U.S. Secretary of Education Betsy DeVos told The Globe Post that “the Supreme Court has determined what affirmative action policies are Constitutional, and the Court’s written decisions are the best guide for navigating this complex issue.” She said schools should continue to offer equal opportunities for all students while abiding by the law.

While affirmative action practices in higher education have been upheld as recently as in 2016 by a Supreme Court decision, the Trump administration has aimed toward scrapping the Obama administration’s guidelines for over a year.

“Last year, the Attorney General initiated a review of guidance documents, which resulted in dozens of examples — including today’s second tranche of rescissions — of documents that go beyond or are inconsistent with the Constitution and federal law,” Department spokesman Devin O’Malley told CNN. He noted that the Justice Department remains committed to enforcing the law and protecting all Americans from “all forms of illegal race-based discrimination.”

This decision comes at a time when the Justice Department is investigating racial discrimination allegations against Asian students in admissions at Harvard. Asian advocacy group Students for Fair Admissions said in their letter to a court that Harvard discriminated against them as a high-achieving group in giving preference to other racial and ethnic minorities for admissions. They claimed in their lawsuit that Harvard’s practices are equal to an “illegal quota system.” Their case is being investigated in parallel to another Asian-American case filed with the Department of Justice in 2015 against Harvard and its admissions policies.

Meanwhile, civil rights groups are labeling this move as an affirmation of the removal of civil rights inferred in the Constitution. Kristen Clarke, president and executive director of the Lawyers’ Committee for Civil Rights Under Law told CNN that “The rescission of this guidance does not overrule forty years of precedent that affirms the constitutionality of a university’s limited use of race in college admissions. This most recent decision by the Department of Education is wholly consistent with the administration’s unwavering hostility towards diversity in our schools.”

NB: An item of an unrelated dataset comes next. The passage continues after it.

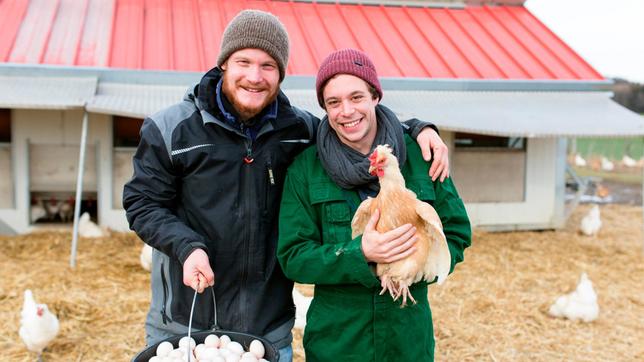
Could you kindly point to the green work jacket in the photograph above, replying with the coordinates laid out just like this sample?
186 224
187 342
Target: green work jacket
348 319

This is not the first time the Trump administration scrapped Obama administration guidelines concerning civil rights. Last year, President Trump removed two guidelines concerning Title IX issued by the Obama Administration. The first revoked guideline allowed schools to prosecute sexual assault based on a “preponderance of evidence” rather than stricter guidelines. The second revoked guideline was the right of transgender students to use their restroom of choice on campus. The Department of Education proposes a new model for the protection of students instead of Title IX in the future.

With the upcoming retirement of Justice Anthony Kennedy, the Supreme Court will likely have a new opportunity to rule on affirmative action in education and set a precedent for college guidelines. Justice Kennedy was a swing voter in affirmative action cases and the deciding vote in the most recent 2016 decision to uphold consideration of race as a factor at the University of Texas regarding admissions.